Scraper Sites

What is a scraper site? It is a Web site that steals content, images, blogs and news for its own monetary benefit and creates a Web site of its own with no thought of copyright infringement. Since the inception of Google AdSense and pay per click advertising, scraper sites have been significantly on the rise. Their main purpose is to attract traffic and have users click on the scraper site’s paid advertisements, which in turn generates money for the owners/creators of the scraper sites. Most of the snippets of content that appear on these Web sites have no value or use to the user. They are strictly created for revenue and are a form of spam. Besides stealing the content without giving credit where credit is due, scraping a Web site for information also skews the results of the Search Engine Results Pages (SERPs). Search engines really do want to return the most relevant results when a query is made, but scraper sites basically pollute the search results.

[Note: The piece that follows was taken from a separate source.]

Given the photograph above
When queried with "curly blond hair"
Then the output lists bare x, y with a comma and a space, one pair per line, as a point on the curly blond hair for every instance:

Generally, scraper sites are created specifically to put paid ads on sites such as Google AdSense. Many times the ads on the page are the only relevant item on the page for the user, as the links to all of the other sites are not what the user was searching for. Thus, the user clicks on the Google AdSense text link or affiliate link and the scraper yields a monetary return. Scrapers create these sites based on listings with high-traffic snippets that contain keywords with high activity. These listings bring traffic to the scraper site, which in turn redirects the user to the site that the scraper has put together. The content that is stolen usually has a high activity count and is not necessarily relevant to the ad, but since the activity is high, the scraper site brings in the traffic.

So how do the scraper sites accomplish scraping a site? There are automated programs available that send out bots to extract content, reorganize it and create a new Web page. Some of these bots can scour thousands of sites in as little as an hour. Some of the software applications are programmed to implement “find and replace” for keywords so the content might appear different. Most scraper sites give the appearance of a search engine results page or a directory. Scrapers usually take sections of a Web site such as the title and description of a page or might even take a whole page and create a Web site or Web page of their own. As mentioned previously, the information provided on a scraper site is not original and has little to no value to the user.

The issues that scraper sites create are varied. Relevancy of all other sites for the query is diluted. Having the scraper sites show up in the rankings can push down the relevant sites’ positions. There are even instances when the scraper sites are ranking higher then the original site the content was taken from. Another issue is the scraper site can take traffic away from the original Web site. Scraper sites also create instances of duplicate content. And one of the biggest issues with scraper sites is copyright violation. Some refer to it as “digital plagiarism”. It is against the law to use someone else’s work, whether it be content, images, blogs, etc., without the owner’s permission and without citing who really created the work. Most owners don’t mind the use of their work for personal reasons, but copying content for monetary gain violates copyright laws.

If your site is prone to being scraped, below are a few suggestions that you might find helpful so at the very least you benefit or receive credit for your own work.

Use absolute links in your site.
On blog entries, make sure you link to other entries within your site.
Try to have a link to another page within your site in the first two lines of your text.
Use your blog name in your entry.
Use copyrights on your pages. Most scraper sites do not consider copyrights when they copy content.
Report any one stealing your work to the search engines.